Articolo del 25 giugno 2023

LA RETE NON È UN MEDICO, NÉ UN PEDAGOGISTA!

Torno sull’annoso problema della consultazione della rete per la ricerca di notizie o di materiali riguardanti la nostra salute.
Ho raccontato un paio di settimane fa di quella mamma che si era fatta la diagnosi di disforia di genere semplicemente cercando su Internet. La signora era in ansia e come abbiamo visto ha preso un grosso granchio.
Torno su questo argomento perché in questi giorni il tema si è riproposto, a dire il vero non è un caso isolato, almeno quattro o cinque genitori me l’hanno posto negli ultimi mesi. Mio figlio può essere autistico?
Si tratta di genitori di bambini molto piccoli, al di sotto dei due anni di vita.
Le educatrici del nido segnalano alcuni comportamenti da tenere d’occhio come alcuni movimenti stereotipati, l’imbarazzo di fronte a più persone, il desiderio di stare tranquilli, la difficoltà a distaccarsi dal genitore la mattina, la predilezione del piccolo gruppo rispetto a quello più grande, la selezione di alcuni cibi.

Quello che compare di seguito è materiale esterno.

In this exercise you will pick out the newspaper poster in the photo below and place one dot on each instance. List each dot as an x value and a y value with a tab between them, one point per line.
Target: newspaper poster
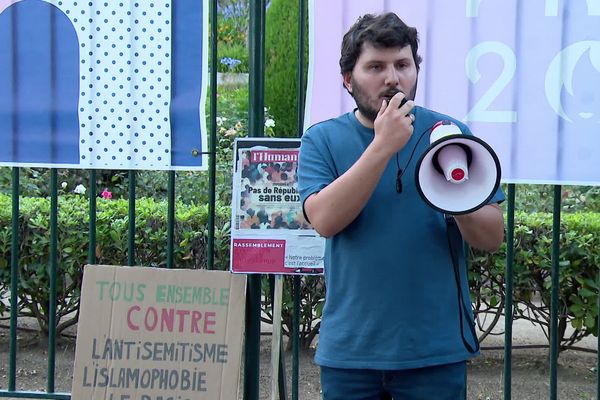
269	233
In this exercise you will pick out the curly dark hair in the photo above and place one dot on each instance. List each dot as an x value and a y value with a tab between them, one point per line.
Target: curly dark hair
382	31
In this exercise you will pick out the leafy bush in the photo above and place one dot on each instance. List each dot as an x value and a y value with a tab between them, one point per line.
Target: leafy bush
112	222
281	65
579	262
233	58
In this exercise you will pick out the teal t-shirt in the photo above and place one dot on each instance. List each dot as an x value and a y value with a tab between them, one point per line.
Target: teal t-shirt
391	297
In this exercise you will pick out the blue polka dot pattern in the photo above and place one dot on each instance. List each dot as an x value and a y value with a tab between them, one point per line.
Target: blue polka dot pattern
125	78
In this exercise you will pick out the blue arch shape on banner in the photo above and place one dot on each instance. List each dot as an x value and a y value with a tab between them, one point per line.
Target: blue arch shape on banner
187	32
39	85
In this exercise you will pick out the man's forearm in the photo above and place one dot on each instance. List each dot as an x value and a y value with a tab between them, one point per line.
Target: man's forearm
484	228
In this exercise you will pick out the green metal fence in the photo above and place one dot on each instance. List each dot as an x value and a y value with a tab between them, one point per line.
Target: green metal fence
253	302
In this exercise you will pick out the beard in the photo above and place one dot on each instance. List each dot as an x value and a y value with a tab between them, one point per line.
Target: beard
369	107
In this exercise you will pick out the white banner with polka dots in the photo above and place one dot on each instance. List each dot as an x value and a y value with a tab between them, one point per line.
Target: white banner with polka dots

Questi comportamenti possono derivare da molti motivi e ogni bambino è un universo a sé.
Si è portati subito a pensare a qualcosa di brutto, siamo immersi nella cultura del disagio e l’ansia attanaglia la mente. Cosa si fa allora? Prima di parlare con il pediatra o con il pedagogista, prima di leggere un buon libro che spieghi le fasi di crescita dei bambini, si digita su di un motore di ricerca la parola “bambino che si isola” oppure “movimento stereotipato” e si apre il mondo del possibile e dell’impossibile. Si scorrono tutti i siti senza verificare la loro attendibilità, si incontrano chat dove persone qualsiasi raccontano esperienze o danno consigli. Capita spesso che il genitore si imbatta nel terribile termine “autismo” e da lì la frittata è fatta.
Il genitore alimenta il suo film e indossa occhiali deformanti, ogni azione del figlio viene letta come possibile manifestazione della sindrome. Non occorre dire quel che accade nella relazione genitore bambino: nulla è più naturale e sembra che la paura prenda il sopravvento.
Mi sono capitati molti casi del genere, qualcuno più complicato degli altri. Per tutti si è trattato semplicemente di aspettare.
E di cambiare gli occhiali erroneamente indossati.
È vero che ci sono delle tabelle di osservazione sull’infanzia, da quelle di crescita ponderale a quelle legate allo sviluppo cognitivo e relazionale ma il range è molto alto. Ogni bambino cresce a modo suo e, a meno di casi gravi (un bambino che non cammina oltre i due anni, che non spiaccica parola a tre e così via), tutti si allineano.
I bambini poi hanno temperamenti diversi, qualcuno è un buontempone e qualcun altro è timido e riservato.
Non sto dicendo che in assoluto non esiste la sindrome autistica, lungi da me, sto dicendo solamente che è necessario dare fiducia ai bambini e alle bambine, aspettare che maturino, non continuare a fare paragoni come ci fosse una linea retta che determina al millesimo gli stadi di crescita.
Le educatrici fanno bene a sottolineare alcuni comportamenti anomali, è importante che il genitore sappia come vive al nido il suo bambino, è altresì vero che osservare un determinato comportamento non significa immaginare una patologia.
Faccio un piccolo esempio: un bambino fa molta fatica a staccarsi dall’adulto, di fronte a richieste o piccoli richiami piange disperato. Parlando con i genitori si scopre che il bimbo, 26 mesi, è ancora allattato. Ogni volta che vive una piccola frustrazione a casa cerca il seno, la mamma glielo offre esattamente come faceva quando il piccolo aveva tre mesi.
Il problema era chiaro: il bambino non riusciva a staccarsi dalla madre e non aveva sufficiente fiducia nelle sue capacità, non accettava la frustrazione e faceva molta fatica a tirar fuori le sue risorse interiori, c’era la mamma che risolveva ogni questione anche quella emotiva, il seno consolava tutto.
Trascorsi un paio di mesi dal distacco dal seno il bambino ha vissuto una vera e propria evoluzione, cambiato nel relazionarsi con gli altri, più sicuro di sé, ha iniziato a parlare con parole ben definite. Per quel bambino essere ancora allattato significava sentirsi più piccolo di quello che era, non comprendeva le richieste del mondo adulto.